Kimi değnekçiler de gayet açık sözlü çıkardı. “Kimden koruyacaksın arabamı?” sorusuna küstahça sırıtarak “Kendimden” demekten çekinmezdi.
*
Neyse ki artık bunlar yaşanmıyor.
Belediyeler “olaya el attı” ve caddeler sokaklar değnekçilerden temizlendi. Belediye her sokak ve caddeye kendi adamlarını koydu. Tabelalar yerleştirdi. Bir saati şu kadar lira, iki saati bu kadar lira diye yazdı; artık kaç lira vereceğini görüyor araç sahipleri. Parasını ödüyor, fişini alıyor.
Sıkıntı yok. İş resmiyete bindi. Elindeki aletten fiş verirken çıkan cızzzt sesi ne de hoştur!

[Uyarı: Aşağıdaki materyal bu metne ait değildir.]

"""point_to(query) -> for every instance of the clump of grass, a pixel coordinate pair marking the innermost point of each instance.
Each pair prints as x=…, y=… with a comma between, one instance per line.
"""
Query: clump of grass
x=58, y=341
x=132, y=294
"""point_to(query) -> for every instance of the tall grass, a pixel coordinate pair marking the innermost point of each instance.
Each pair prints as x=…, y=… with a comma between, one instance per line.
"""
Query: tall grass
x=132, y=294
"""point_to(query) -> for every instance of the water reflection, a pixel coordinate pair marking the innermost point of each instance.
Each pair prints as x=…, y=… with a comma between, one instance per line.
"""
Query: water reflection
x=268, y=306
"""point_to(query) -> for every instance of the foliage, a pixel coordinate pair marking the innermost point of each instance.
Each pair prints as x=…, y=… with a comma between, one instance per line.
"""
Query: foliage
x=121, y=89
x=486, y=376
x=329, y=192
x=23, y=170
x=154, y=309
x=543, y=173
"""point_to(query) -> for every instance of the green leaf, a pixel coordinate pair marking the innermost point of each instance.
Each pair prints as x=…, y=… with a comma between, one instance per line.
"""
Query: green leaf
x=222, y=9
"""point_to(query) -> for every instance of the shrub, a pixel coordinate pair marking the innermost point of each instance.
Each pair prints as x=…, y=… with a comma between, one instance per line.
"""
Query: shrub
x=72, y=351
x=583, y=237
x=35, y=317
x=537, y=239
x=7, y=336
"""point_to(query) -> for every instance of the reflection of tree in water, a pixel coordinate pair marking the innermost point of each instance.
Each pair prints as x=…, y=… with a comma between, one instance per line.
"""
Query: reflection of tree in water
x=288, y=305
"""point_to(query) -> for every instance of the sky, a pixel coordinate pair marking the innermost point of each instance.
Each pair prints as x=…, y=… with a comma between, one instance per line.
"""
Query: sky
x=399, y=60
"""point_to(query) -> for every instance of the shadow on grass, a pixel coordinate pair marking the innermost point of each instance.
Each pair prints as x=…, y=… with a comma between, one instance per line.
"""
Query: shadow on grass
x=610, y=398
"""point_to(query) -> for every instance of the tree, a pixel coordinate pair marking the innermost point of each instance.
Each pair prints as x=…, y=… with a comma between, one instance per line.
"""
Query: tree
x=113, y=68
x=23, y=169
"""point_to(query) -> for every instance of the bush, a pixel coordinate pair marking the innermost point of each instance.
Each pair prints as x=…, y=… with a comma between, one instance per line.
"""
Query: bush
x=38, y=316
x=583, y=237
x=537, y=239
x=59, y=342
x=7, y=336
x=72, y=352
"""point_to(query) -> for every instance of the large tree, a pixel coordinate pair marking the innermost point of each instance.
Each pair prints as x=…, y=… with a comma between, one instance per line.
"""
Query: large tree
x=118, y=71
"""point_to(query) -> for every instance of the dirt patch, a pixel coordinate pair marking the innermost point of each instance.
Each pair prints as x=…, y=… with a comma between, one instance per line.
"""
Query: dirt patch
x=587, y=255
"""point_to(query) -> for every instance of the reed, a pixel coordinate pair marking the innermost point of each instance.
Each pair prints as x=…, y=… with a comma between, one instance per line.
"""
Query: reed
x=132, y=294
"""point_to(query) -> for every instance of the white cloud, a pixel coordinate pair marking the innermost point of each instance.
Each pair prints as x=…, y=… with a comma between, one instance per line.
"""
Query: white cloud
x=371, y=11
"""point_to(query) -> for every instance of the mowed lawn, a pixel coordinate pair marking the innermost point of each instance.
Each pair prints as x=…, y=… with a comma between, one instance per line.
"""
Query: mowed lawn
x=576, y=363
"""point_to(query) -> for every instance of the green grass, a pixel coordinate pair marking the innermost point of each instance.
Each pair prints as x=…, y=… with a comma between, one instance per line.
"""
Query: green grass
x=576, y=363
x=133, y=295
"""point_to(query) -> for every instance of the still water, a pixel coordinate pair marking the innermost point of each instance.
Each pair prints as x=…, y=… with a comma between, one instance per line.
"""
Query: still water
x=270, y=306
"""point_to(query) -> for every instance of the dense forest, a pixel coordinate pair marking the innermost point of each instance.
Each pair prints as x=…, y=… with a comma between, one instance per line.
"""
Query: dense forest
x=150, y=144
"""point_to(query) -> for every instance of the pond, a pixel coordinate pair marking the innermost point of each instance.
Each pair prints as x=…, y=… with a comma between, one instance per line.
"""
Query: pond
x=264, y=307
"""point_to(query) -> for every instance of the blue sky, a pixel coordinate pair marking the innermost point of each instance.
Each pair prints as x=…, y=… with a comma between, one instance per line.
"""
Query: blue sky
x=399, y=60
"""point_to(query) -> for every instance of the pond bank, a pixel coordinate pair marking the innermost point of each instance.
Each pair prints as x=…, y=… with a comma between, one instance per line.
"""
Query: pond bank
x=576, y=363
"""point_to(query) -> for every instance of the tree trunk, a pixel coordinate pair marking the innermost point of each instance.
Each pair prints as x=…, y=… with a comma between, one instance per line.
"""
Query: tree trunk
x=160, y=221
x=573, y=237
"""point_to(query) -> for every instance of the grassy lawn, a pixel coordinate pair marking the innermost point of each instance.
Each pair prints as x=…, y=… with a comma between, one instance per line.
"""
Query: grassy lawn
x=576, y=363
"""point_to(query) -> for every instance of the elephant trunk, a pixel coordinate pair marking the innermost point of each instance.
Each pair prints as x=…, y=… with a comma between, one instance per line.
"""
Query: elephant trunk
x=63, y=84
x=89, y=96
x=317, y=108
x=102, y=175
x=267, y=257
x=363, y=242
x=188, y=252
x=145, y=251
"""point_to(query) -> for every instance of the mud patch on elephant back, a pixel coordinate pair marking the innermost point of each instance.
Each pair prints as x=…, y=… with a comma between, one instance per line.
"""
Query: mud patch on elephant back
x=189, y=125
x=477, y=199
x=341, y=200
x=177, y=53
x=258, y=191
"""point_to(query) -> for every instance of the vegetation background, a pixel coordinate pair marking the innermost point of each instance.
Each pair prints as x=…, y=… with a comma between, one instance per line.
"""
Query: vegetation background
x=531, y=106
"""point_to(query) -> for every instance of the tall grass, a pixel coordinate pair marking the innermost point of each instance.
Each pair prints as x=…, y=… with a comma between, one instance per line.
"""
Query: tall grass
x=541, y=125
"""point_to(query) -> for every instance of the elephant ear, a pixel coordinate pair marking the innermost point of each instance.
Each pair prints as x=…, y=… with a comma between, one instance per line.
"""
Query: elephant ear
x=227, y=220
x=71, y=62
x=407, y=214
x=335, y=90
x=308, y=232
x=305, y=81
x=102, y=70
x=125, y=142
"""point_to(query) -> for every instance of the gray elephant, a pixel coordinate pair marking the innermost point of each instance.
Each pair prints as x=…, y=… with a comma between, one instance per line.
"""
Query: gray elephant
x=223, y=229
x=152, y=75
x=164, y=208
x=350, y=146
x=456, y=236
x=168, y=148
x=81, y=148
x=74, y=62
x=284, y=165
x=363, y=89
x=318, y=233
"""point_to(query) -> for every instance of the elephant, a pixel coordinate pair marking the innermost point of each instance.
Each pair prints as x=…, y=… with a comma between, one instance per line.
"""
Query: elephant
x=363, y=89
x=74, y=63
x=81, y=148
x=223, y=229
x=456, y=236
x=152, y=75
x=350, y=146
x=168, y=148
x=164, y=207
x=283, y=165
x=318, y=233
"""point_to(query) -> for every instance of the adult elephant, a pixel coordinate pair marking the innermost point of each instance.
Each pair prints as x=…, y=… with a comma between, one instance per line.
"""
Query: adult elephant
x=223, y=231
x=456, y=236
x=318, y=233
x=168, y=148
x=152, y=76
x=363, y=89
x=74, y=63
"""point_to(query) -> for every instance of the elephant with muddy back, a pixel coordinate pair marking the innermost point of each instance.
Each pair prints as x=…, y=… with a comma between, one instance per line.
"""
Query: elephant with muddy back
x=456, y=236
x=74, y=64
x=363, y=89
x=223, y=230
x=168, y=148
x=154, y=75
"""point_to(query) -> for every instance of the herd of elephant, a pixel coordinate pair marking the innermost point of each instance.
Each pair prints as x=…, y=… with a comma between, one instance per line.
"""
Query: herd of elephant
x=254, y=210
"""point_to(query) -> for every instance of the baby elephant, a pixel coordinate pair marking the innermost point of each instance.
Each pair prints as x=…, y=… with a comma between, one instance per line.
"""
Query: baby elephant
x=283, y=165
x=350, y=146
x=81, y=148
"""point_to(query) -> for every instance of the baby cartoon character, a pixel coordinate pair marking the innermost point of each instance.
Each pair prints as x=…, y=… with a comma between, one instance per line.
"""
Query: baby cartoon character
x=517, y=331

Şimdilerde bazı yerlerde tek tük değnekçiler görünüyor, onlar da hemen men edilip cezalandırılıyor. Belediyelerin cadde ve sokakları parselleyip otoparka çevirmesi değnekçileri yüksek kazançlardan etti.
Hâlbuki belediyenin, cadde ve sokakları trafiğe açık tutmak ve belli yerlere otopark yapmak gibi bir görevi olsa gerek.
İnşaatların altına otopark yapılması da aynı çerçevede. Yapmayan, belediyeye bedelini ödüyor; tespit edilmiş miktar ne kadarsa. Oradan toplanan miktarın otopark yapımına ayrılması gerekir.
*
Son zamanlarda kırmızı ışıklarda dilendirilen küçük çocuklar karşımıza çıkıyor. Kâğıt mendil satanlar var. Elinde deterjanlı su ve fırça ile cam silmeye çalışanlar da az değil.
Bunlardan şikâyet etmeye doğrusu çekiniyor ahali.
Ya belediyeler bunları da ortadan kaldırır ve kendi mendil satıcılarını, cam silicilerini görevlendirip işi resmiyete dökerse?
O zaman ne yaparız? Kaçış yok, kurtuluş yok demektir. Her kırmızı ışıkta bedel ödemeyi resmî fiş karşılığı yapmak zorunda kalırsak? Ne çok kâğıt mendil birikir arabalarda? Camlar kaç defa silinir?
*
Bu arada İSPARK son yıllarda devamlı zarar ediyormuş. Nasıl ediyor akıl ermez. Hâlbuki değnekçiler hiç zarar etmiyor, aksine yüksek kazançla kapatıyorlardı her günü.